Q. É, por isso, indiscutível que a Recorrente satisfez o ónus que lhe competia, i.e., demonstrou que cumpriu com aquelas suas obrigações de segurança, particularmente no que se refere à integridade da vedação.
R. Efetivamente, a definição destas obrigações de segurança passa essencial e obrigatoriamente (como é até intuitivo), num acidente com animais, pela prova de que as vedações se encontravam intactas e sem ruturas nas imediações do local do acidente – e a verdade é que essa prova foi claramente feita pela Recorrente.
S. Cumpre ainda assinalar que a Recorrente demonstrou também que desconhecia sem culpa a presença do animal na via, apesar do cumprimento integral da sua missão de vigilância e patrulhamento.
T. Não podendo a Recorrente – nem tal lhe sendo exigível – ser omnipresente, não se descortina como podia (ou pode) ser responsabilizada pelo acidente, tanto mais que nos parece pacífico e totalmente indiscutível que as obrigações a seu cargo são claramente obrigações de meios. E não são, portanto, obrigações de resultado, como acaba por concluir – sem o dizer, no entanto - a douta sentença recorrida.
U. Não sendo possível à Recorrente evitar em absoluto que os animais ingressem na via, face à imprevisibilidade própria daqueles, e, face ao que ficou provado, nada mais lhe devendo ser exigível em termos de conduta e de prova, parece claro que se impunha (e isso ainda sucede) a sua absolvição, já que esta demonstrou que cumpriu em concreto (e não apenas genericamente, portanto) com todas as suas obrigações e em especial com aquelas de segurança.
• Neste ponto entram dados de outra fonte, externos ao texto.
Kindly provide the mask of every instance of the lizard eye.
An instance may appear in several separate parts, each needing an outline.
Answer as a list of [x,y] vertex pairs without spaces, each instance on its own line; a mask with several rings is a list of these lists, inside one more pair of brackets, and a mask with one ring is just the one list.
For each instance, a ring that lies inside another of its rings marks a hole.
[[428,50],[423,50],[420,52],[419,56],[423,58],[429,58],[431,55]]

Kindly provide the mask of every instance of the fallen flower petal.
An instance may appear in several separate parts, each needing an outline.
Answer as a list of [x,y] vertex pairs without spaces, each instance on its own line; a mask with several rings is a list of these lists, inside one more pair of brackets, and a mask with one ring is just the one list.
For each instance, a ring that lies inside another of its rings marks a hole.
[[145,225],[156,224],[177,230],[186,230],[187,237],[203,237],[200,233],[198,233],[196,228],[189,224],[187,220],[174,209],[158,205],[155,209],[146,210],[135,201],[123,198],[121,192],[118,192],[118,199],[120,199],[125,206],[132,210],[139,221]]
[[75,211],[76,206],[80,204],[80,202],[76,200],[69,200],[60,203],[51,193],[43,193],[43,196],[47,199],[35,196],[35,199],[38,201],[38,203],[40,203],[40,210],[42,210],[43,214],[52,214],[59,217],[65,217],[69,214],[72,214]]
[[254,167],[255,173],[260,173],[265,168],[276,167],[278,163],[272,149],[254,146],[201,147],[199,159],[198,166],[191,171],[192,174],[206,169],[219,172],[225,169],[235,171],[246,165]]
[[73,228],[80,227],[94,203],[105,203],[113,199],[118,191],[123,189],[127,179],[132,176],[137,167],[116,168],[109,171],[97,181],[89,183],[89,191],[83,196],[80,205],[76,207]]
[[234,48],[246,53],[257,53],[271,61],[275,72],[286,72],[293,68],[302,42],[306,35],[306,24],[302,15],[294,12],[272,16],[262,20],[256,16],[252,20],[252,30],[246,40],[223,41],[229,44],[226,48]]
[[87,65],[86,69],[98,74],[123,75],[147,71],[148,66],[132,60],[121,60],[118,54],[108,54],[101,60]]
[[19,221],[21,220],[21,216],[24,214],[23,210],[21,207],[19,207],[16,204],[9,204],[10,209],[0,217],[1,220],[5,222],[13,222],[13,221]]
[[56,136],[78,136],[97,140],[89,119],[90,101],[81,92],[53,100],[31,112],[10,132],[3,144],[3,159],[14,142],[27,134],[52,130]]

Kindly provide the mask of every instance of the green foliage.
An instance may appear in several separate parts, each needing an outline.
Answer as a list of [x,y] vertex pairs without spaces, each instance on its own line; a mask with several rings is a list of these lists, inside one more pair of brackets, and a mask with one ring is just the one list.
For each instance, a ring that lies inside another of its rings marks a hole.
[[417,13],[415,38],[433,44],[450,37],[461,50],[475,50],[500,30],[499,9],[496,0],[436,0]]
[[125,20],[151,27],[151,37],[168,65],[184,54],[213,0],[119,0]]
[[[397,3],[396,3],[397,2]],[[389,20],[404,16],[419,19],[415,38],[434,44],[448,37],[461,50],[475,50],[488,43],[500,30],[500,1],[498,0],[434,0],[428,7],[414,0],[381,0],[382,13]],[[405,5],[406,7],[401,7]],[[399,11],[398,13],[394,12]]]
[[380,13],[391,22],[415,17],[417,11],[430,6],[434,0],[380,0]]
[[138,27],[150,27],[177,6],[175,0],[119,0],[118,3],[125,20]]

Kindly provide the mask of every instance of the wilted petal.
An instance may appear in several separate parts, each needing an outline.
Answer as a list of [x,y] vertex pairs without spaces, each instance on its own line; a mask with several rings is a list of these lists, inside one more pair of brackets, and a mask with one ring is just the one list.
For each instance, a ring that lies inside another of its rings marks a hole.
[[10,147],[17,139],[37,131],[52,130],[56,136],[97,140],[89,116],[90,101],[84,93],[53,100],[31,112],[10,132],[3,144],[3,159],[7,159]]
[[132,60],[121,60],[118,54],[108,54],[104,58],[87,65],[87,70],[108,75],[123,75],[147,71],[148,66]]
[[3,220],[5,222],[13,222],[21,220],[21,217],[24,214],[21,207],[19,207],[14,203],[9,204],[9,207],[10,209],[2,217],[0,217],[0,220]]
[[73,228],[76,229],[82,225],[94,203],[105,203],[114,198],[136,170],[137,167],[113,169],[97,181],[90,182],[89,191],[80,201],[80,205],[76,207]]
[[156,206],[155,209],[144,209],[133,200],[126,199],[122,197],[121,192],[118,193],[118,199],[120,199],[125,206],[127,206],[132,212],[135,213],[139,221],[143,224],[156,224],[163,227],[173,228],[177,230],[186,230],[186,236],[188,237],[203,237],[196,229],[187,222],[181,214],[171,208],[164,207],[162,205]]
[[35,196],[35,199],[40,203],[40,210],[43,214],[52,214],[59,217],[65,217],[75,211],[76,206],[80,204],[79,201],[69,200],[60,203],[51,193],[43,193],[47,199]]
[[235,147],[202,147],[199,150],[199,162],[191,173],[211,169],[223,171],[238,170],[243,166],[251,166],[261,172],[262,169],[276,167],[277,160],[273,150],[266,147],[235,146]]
V. Face ao que antecede, a ora Recorrente entende que a sentença proferida pelo Tribunal a quo violou, salvo o devido respeito, o n.º 1 do artigo 12.º da Lei n.º 24/2007, de 18 de julho, os artigos 342.º, 483.º e 487.º do Código Civil e a Base XLIII do Decreto-Lei n.º 335-A/99, de 20 de agosto, devendo, por isso, ser revogada em conformidade com o supra expendido.
Nestes termos … requer-se que seja concedido provimento ao recurso, …, revogando-se a decisão recorrida que deverá ser substituída por Acórdão que absolva totalmente a Recorrente do pedido.

Também a seguradora A… interpôs recurso, terminando as respetivas alegações com as seguintes conclusões:
I- Com o devido respeito, o tribunal a quo não apreciou corretamente as questões objeto de decisão.
II- Da prova produzida não poderia o tribunal a quo chegar a uma decisão de parcial provimento do pedido.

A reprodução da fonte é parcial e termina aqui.